"On n'est pas dans le futurisme, mais dans un drame bourgeois ou un thriller atmosphérique"
Jeunes mariés, Driss et Souad savourent les plaisirs du bonheur conjugal lorsque leur vie bascule suite à l'agression de la jeune femme par un commissaire de police ivre.
Le couple porte plainte et se heurte ainsi à la réalité immuable d'un système judiciaire pourri : corruption, népotisme, impunité, harcèlement, intimidations, abus de tout genre...
Les années passent, le procès n'a jamais lieu. Souad s'entête à obtenir justice, se bat, s'use, tombe malade et finit par mourir.
Le jardin des pleurs est un récit inspiré d'une histoire vraie, celle d'un procès mortel, mais que l'auteur a décidé de raconter avec humour, faisant ainsi le choix de rire d'une réalité affligeante pour ne pas avoir à en pleurer.
Mohamed Nedali s'empare d'un fait divers, d'une histoire tristement vraie pour construire son roman.
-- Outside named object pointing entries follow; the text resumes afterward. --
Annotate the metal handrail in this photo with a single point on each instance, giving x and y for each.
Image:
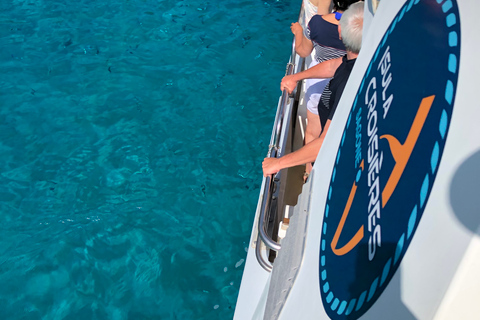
(274, 151)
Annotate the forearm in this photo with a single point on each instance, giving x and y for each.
(324, 69)
(302, 46)
(306, 154)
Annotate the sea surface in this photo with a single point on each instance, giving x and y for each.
(131, 139)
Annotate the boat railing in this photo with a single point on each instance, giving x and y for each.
(276, 149)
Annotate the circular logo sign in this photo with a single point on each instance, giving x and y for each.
(389, 156)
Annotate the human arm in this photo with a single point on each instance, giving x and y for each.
(322, 70)
(303, 46)
(307, 153)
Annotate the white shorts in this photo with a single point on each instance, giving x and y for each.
(314, 89)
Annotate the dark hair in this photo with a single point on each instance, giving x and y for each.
(342, 5)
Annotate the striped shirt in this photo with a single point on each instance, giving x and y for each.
(325, 38)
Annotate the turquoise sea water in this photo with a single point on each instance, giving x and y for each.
(132, 134)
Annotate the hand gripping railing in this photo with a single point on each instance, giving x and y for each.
(276, 149)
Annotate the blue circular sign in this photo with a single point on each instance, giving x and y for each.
(389, 155)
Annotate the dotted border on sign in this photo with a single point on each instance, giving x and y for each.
(342, 307)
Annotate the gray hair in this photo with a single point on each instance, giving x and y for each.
(352, 26)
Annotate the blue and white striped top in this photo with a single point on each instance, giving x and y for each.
(325, 38)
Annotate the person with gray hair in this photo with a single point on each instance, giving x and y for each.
(350, 30)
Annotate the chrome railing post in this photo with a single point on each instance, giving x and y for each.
(275, 150)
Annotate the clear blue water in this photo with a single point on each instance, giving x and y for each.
(132, 134)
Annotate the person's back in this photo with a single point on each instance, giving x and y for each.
(351, 26)
(323, 38)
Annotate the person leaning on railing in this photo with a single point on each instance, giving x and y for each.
(350, 30)
(321, 37)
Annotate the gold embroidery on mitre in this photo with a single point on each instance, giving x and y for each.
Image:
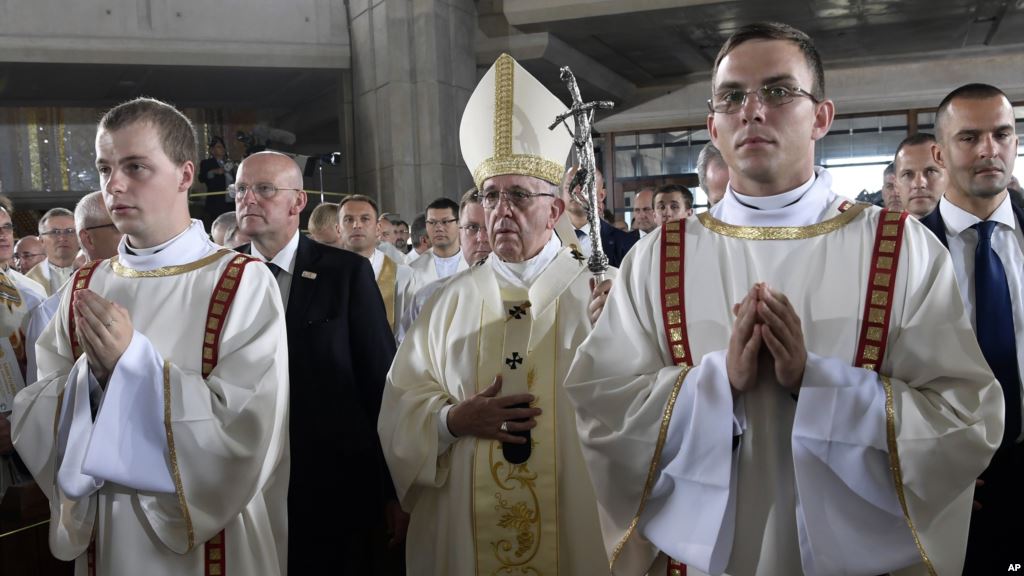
(504, 161)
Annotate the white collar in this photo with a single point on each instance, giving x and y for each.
(774, 202)
(958, 219)
(186, 247)
(805, 205)
(523, 274)
(285, 258)
(446, 258)
(377, 261)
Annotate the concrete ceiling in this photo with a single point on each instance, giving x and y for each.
(100, 85)
(626, 50)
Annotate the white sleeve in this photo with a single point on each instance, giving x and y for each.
(444, 437)
(697, 472)
(847, 501)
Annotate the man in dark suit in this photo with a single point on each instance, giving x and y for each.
(340, 348)
(614, 242)
(976, 220)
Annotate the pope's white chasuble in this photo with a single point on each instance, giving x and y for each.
(472, 510)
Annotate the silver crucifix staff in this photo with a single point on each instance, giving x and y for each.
(583, 113)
Il en fait un récit très précis. On connaît quasiment tout de la vie de Driss, le narrateur, dans les moindres détails : le pistonnage pour entrer à l'école d'infirmiers, un autre pour être nommé à Marrakech, son installation et la déco de son studio et évidemment la procédure, les reculades de la justice. Une écriture chirurgicale, rien n'est laissé au hasard. Mohamed Nedali écrit presque un témoignage sur le fonctionnement du système judiciaire marocain. Et le résultat n'est pas joli et ferait froid dans le dos. Compromission et corruption, passe-droits aux "dignitaires de l'état", c'est dire si Driss et Souad ont peu de chances de voir leur dossier aboutir : "... les magistrats [ont] des consignes leur interdisant formellement de traîner les dignitaires de l'Etat devant la justice, quel que soit le chef d'accusation pour lequel ils sont poursuivis. [...] Pour [...] ne pas entamer ce qu'ils appellent l'hiba, l'aura ou l'intouchabilité dont jouit tout haut commis de l'Etat au sein de la société." (p. 160). Un avocat ami de Driss lui explique comment fonctionne la justice, un réseau de relations et d'échanges de services : "J'ai moi aussi appris à collaborer avec mes collègues avocats, à courtiser juges et magistrats, à leur faire des courbettes, à leur graisser la patte... Qu'est-ce que tu veux, notre système judiciaire est ainsi fait : l'avocat doit s'y soumettre ou se démettre !" (p.199) L'administration en général est gangrénée par le bakchich généralisé, pour obtenir tel ou tel papier plus rapidement, un résultat d'analyse, éviter une contravention, les billets de dirhams passent vite d'une main dans une autre dans le livre.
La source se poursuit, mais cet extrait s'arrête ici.